Scott Steben, Nazi dinner organizer, has SS tattoo [PHOTOS]

Scott Steben, the organizer of the Nazi-themed dinner held at Gasthof's on MLK Day, has tattoos of Nazi SS bolts and the official SS skull on his right arm.

The photo featuring the tattoos was posted publicly on Steben's Facebook. In the same picture, Steben wears a jean vest adorned with an Iron Cross, eagle-and-swastika, and an epaulet with a silver button.

The SS skull tattoo is on his right bicep:

If you were looking at it straight on, the skull would look something like the bottom image here:

City Pages also found pictures of Steben dressed as an SS officer with SS bolts in the background: On Tuesday, the Star Tribune published a story in which Steben, a German World War II re-enactor, defended the dinner held at Gasthof's.

"By no means do we glorify the edicts of the Third Reich," he told the Star Tribune. "I understand the sensitivity of the subject matter and everything, but it did occur and it is history."

Steben also posted on his Facebook page this picture of Hitler styled like the Obama "Hope" poster:

From Scott Steben's Facebook page

From Scott Steben's Facebook page

We reached out to Steben by phone and email to inquire about the findings and he responded with the following:

Statement CONCERNING WWII Reenactment Dinner

On behalf of everyone who participated in a World War II reenactment dinner last December, I apologize. We understand that some of the items we displayed at the dinner have made people feel uncomfortable. That was not our intent.

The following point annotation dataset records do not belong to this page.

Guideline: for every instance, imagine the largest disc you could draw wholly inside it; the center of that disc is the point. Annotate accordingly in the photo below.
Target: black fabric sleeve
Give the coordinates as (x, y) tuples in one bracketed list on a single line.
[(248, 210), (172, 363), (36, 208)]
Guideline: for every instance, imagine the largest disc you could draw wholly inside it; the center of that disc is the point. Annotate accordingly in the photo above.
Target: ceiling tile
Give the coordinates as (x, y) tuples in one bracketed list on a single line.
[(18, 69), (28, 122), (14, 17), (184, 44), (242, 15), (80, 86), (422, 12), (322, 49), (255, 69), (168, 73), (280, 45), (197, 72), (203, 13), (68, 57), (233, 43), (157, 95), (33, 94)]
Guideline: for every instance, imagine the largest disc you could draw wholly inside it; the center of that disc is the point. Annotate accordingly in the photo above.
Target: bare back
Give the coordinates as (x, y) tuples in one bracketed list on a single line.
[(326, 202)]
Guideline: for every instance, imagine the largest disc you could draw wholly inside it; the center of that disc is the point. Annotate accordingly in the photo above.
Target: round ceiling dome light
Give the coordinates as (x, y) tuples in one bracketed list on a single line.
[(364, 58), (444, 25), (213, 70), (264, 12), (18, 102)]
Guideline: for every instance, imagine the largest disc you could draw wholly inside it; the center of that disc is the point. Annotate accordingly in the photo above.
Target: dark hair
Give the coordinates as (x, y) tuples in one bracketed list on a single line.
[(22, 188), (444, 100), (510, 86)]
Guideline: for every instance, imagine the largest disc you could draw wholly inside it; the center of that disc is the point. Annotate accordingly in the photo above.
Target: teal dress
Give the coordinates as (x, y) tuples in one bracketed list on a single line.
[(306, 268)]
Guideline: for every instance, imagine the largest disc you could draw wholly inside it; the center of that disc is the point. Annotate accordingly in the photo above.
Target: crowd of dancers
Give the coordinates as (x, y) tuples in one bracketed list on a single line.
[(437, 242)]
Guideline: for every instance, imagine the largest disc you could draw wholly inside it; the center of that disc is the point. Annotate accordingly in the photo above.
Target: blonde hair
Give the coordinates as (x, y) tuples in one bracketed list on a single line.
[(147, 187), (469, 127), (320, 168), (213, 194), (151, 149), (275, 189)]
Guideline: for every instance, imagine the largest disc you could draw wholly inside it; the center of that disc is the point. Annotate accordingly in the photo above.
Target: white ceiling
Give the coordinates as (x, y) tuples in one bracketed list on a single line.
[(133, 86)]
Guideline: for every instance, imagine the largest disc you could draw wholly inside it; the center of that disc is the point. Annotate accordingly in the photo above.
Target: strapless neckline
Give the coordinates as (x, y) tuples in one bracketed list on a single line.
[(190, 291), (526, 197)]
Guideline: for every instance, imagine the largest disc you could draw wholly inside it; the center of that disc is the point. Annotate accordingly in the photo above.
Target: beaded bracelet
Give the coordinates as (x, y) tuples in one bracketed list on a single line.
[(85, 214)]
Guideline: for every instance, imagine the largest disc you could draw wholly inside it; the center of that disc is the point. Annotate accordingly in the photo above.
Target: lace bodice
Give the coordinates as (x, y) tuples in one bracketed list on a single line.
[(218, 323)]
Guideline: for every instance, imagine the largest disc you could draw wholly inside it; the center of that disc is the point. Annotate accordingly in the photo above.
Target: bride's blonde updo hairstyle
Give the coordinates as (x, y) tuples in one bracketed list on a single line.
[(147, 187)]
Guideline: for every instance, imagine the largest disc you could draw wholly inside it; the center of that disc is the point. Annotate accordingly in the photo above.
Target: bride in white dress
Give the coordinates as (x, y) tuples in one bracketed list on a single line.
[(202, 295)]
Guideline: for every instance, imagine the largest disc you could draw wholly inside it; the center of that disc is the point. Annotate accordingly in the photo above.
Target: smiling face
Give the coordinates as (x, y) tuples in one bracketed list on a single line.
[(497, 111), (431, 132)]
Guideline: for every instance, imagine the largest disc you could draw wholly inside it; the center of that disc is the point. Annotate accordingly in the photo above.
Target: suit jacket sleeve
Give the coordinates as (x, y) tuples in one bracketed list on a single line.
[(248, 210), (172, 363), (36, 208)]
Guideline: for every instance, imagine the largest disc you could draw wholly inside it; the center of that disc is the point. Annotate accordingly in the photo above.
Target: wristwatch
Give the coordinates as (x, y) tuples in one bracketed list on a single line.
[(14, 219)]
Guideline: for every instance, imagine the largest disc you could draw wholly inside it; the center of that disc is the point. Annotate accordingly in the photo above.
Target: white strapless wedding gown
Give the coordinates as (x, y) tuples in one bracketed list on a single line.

We are a historical reenactment and professional actor society dedicated to promoting understanding of World War II. In no way are we or any of our members affiliated with groups that promote the subjugation of anyone. All our members value education, equal rights and the complex relationship between good versus evil. These values shine through during our frequent public, Re-enactment Society-sanctioned reenactments of historic WWII battles and events and nationally released movie, Memorial Day. Sadly, these values were not captured in the photographs taken of us during the private dinner.

We are currently reviewing our practices so that in the future our members will be more mindful of the unintended effects of the materials we display.

Steben later corrected "December" to "January" -- reflecting the fact that the party was held on MLK Day -- but has yet to return our invitation to comment further.